相続税専門税理士の富山です。
今回は、亡くなった方が負担していた配偶者の有料老人ホームの入居金に係る税務上の取扱いが争点となった裁決事例について、お話します。
出典:TAINS(J83-4-20)(一部抜粋加工)
平23-06-10公表裁決
有料老人ホームの入居にかかる費用の負担は非課税?
亡くなった方(夫)が、亡くなる約2ヶ月半前、妻名義の有料老人ホーム入居契約に係る入居金の相当部分を資金拠出しました。
原処分庁は、「主契約者は妻であり、夫が自らの支払義務のない入居金を負担したのは妻への経済的利益の移転(相続税法9条の「みなし贈与」)に当たる。

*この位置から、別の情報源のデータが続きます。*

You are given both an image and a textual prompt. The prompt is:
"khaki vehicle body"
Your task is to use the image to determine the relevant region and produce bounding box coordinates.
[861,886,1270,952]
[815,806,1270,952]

相続開始前3年以内の贈与として加算すべき」としました。
審判所は、契約当事者の地位(主契約者は妻)、支払義務者、施設利用権の所在、請求書の宛名・実際の支払などの事実関係を総合し、妻が安い出費で施設利用権相当の経済的利益を受けたと判断。
そして、その利益は「生活費等の非課税贈与」には該当せず、相続開始前3年以内の贈与として相続税の課税対象になる、と結論づけました。
この裁決のポイントは2つです。
第一に、入居契約の主契約者と施設利用権の帰属。
第二に、当該入居金が社会通念上「日常生活に必要な費用(生活費)」と言えるか、という実質判断です。
生活費等の非課税贈与が否認された理由
裁決は、抽象的に「住の費用だから生活費」とは扱いませんでした。
重視されたのは、
- 入居金の絶対額が極めて高額であったこと
- 広い居室やプール・フィットネス等の共用施設など施設の性質が高付加価値であったこと
- 妻は介護を要する状態ではなく、介護付ホームでもなかったこと
これらの事情から、当該入居金は「通常の日常生活を営むのに必要な費用」を超えており、相続税法21条の3に規定する非課税贈与には該当しない、と判断されました。
また、入居契約の構造面でも、「主契約者の死亡は契約終了事由」「追加契約者は解除権を持たず、主契約者に劣後する地位」「入居金の支払義務は主契約者に限定」などの条項がありました。
このため、夫(追加契約者)が負担した資金は、自らの債務の履行ではなく、主契約者である妻の施設利用権取得を助けた「実質的利益移転」と評価されました。
結果として、妻が受けた経済的利益は相続税法9条の「みなし贈与」に該当し、相続開始前3年以内の生前贈与加算(相続税法19条1項)の対象とされました。
裁決事例から読み取るチェックポイント
次の点に注意しましょう。
入居契約・支払設計の確認
主契約者は誰か、入居金の支払義務者は誰か、請求書の宛名は誰かをまず確認します。
主契約者が妻であるのに夫が高額入居金を肩代わりすると、「安い対価で施設利用権相当の利益を享受」したとして、みなし贈与認定のリスクが高まります。
「生活費」該当性の評価材料
金額水準、施設の性質(高付加価値・豪華性)、要介護性の有無など、社会通念による「通常性」を裏づける事実を丁寧に整えます。
単に「住居に関する支出=生活費」ではなく、具体的事情の総合評価となることに留意すべきです。